PIERRE: How dumb do I think the Americans are? I bet you we could sell those idiots water.
JEAN: Pierre, the Americans are pretty
dumb, but they’re not going to buy water.
PIERRE: Oh, yes they are. Let’s just tell them the water is from France. They took that enormous lady statue from us, didn’t they?
And we bought it. Evian is even naive spelled backward. I don’t know if you were like me, but when they first introduced bottled water I thought it was so funny. Bottled water? They’re selling bottled water?! Well, I guess I’ll try it … This is good! This is more watery than water. Yeah, this has got a water kick to it.
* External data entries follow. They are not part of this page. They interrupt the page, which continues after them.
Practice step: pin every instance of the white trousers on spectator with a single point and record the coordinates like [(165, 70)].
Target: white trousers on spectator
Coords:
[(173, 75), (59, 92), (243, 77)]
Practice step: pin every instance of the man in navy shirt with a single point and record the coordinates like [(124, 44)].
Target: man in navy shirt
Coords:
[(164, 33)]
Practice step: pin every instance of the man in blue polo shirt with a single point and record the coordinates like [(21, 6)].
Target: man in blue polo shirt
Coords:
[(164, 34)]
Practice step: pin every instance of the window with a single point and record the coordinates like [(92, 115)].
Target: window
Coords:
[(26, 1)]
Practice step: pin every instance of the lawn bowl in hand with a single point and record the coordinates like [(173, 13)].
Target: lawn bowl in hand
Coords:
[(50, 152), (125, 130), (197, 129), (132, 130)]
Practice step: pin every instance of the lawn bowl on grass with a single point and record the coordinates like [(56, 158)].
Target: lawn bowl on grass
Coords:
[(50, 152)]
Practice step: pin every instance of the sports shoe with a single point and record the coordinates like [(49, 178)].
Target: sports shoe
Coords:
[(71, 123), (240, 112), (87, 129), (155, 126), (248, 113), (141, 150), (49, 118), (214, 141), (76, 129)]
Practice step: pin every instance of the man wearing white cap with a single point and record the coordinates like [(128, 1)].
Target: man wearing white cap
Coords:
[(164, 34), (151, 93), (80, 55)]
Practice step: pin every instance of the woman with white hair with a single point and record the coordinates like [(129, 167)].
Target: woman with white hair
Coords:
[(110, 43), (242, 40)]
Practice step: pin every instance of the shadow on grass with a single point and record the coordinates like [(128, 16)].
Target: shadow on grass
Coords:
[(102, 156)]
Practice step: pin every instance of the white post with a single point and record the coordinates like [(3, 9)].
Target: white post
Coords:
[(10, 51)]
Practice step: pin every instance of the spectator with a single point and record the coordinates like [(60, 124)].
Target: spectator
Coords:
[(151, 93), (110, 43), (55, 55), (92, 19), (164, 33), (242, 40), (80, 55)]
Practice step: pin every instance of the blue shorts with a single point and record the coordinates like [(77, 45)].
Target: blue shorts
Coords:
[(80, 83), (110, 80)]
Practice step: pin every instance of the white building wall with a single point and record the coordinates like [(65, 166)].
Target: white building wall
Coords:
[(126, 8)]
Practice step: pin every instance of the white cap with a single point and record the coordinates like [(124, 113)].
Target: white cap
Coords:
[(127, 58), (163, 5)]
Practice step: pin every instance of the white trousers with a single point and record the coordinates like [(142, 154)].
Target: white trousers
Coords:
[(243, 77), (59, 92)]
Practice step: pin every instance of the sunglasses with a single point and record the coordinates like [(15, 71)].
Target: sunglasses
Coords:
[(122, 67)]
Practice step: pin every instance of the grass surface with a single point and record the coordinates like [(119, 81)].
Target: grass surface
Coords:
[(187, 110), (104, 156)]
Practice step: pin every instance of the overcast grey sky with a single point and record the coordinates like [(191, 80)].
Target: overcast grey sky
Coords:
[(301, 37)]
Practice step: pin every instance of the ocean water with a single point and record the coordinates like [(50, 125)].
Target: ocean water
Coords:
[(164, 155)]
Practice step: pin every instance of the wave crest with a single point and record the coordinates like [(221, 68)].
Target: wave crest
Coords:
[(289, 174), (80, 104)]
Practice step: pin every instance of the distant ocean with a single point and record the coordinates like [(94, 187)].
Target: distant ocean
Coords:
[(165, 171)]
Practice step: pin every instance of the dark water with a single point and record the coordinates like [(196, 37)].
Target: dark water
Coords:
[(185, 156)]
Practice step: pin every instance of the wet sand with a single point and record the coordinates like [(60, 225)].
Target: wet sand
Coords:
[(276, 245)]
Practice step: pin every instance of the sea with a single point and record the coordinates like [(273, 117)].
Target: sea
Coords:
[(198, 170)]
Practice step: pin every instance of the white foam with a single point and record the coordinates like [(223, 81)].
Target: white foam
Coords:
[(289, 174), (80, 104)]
For some reason they have nutritional facts printed on the side of the bottle of water. I’m no chemist, but I’ve got a rough idea of what’s in water. I kind of expect to turn the bottle and see a recipe printed on there. “Oh, that’s how you make ice cubes. Apparently you just freeze this stuff. (reading) Oh, but you need a tray. That’s how they get you. They probably want you to buy their tray. That’s how they get you.”
For some reason bottled water from another country is more appealing.
“Oooh, Norwegian water! They got better water than us. They’ve been drinking water a lot longer than we have. They are better at it.” The Norwegians have a special relationship with water. They ski on it.
We need water. Seventy percent of our body is made up of water. Well, I think. I don’t have time to do research about water. The fact is that water is important. We know we should drink tons of water every day. Like six glasses or something. As a result, we are searching for ways to make water more palatable. Flavored waters are everywhere. The most popular is VitaminWater, which is basically adult Kool-Aid. “I know it’s three bucks a bottle, but this Kool-Aid water has vitamins in it. I’m saving so much money on vitamins!” Supposedly coconut water is like nature’s Gatorade. I’m not sure what the difference is between coconut water and spoiled water. Coconut water, which I think is water from a coconut, has surged in popularity. One time while in Jamaica I witnessed a coconut being sliced open and then I drank the one ounce of coconut water. So there have to be at least twelve coconuts used to make one twelve-ounce bottle of coconut water. That’s a lot of coconuts to use to get something that tastes that bad.